Tuesday, June 06, 2006

Business Cycles and Large vs. Small Cap Performance

In the past 5 years, the Russel 2000, a yardstick for small-stock performance, is up more than 40%, while the Dow Jones, which tracks 30 of the nation's biggest public companies, has been about flat (read Diya Gullapalli's article on the June 5 WSJ Mutual Funds Report).

There appears to be cycles of performances between the two classes of stocks in the data. Large cap stocks tend to outperform small caps during periods of slow growth or recessions, and small caps outperform large caps when the economy is rebounding from a recession and its growth is greater than usual.

The argument for these cycles seems to be based on the fact that prices and revenues of small cap companies are more susceptible to business cycles than prices and revenues of large companies.
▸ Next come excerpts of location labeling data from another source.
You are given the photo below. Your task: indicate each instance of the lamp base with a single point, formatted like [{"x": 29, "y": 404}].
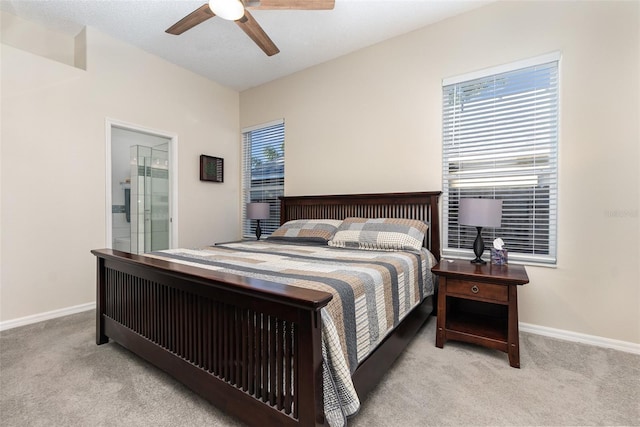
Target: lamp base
[{"x": 478, "y": 248}]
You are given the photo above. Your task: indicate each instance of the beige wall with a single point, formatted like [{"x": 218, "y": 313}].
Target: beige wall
[
  {"x": 371, "y": 122},
  {"x": 53, "y": 160}
]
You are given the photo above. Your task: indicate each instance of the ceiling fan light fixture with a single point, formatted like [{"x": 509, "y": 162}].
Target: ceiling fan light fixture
[{"x": 230, "y": 10}]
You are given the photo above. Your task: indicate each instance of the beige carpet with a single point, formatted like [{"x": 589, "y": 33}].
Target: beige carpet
[{"x": 53, "y": 374}]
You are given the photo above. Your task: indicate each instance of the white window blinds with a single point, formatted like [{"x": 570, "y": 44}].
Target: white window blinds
[
  {"x": 263, "y": 173},
  {"x": 500, "y": 136}
]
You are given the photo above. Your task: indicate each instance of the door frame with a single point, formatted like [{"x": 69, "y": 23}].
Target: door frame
[{"x": 110, "y": 123}]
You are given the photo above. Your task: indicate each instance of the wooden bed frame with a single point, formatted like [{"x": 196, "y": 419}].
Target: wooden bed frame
[{"x": 232, "y": 339}]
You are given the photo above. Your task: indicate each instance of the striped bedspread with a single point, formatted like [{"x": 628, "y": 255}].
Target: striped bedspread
[{"x": 372, "y": 292}]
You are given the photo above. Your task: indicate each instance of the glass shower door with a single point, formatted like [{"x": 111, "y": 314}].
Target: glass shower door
[{"x": 149, "y": 199}]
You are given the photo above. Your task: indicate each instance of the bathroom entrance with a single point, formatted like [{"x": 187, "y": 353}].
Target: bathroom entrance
[{"x": 141, "y": 199}]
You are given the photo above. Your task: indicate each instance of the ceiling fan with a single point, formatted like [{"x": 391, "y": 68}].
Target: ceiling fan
[{"x": 237, "y": 10}]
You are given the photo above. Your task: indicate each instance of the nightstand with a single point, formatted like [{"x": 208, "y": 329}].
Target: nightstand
[{"x": 479, "y": 304}]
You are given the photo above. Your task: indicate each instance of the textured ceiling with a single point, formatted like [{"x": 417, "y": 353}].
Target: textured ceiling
[{"x": 220, "y": 51}]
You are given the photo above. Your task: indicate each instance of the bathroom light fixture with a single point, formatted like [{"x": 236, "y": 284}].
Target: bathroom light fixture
[
  {"x": 480, "y": 213},
  {"x": 258, "y": 211},
  {"x": 230, "y": 10}
]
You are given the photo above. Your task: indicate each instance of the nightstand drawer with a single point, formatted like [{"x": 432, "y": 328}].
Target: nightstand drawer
[{"x": 478, "y": 290}]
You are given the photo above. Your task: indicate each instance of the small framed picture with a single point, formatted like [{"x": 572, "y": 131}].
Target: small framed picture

A cited reason for this is that large companies enjoy economies of scale.

Another reason for this apparent performance is that small cap companies are usually companies with potentially fast growing profits and revenues. But growth prospects are uncertain and hard to estimate, and changes in growth prospects have large effects on stock prices. Thus, during economic contractions, when uncertainty about economic prospects is higher, small caps may take a bigger hit.

How can this be useful to investors? Given these cycles, the answer is obvious, one should invest in small cap funds or companies in expansions and in large cap funds or companies in contractions. Investors can take advantage of this strategy to the extent that we can predict expansions/contractions. Notice though the market would try to undo this profitable strategy with price changes: Prices of small caps would increase right at the beginning of an expansion, thus eliminating future capital gains. Under this hypothesis then, only unpredictable components of business cycles are responsible for the performance cycles. Thus, there is no way to take advantage of the performance cycles: small caps are simply a riskier investment opportunity.

According to this view, small caps should earn a greater long-run return relative to large caps, in compensation for the extra risk. This is indeed the case in the US, where in the last 80 years or so small caps have outperformed large caps.

Notice this type of "efficient market" type of analysis is based on two testable implications: that small companies profits are more strongly procyclical, and that their prices react to changes in expected growth prospects of the company. I am not sure we have direct and convincing evidence on these.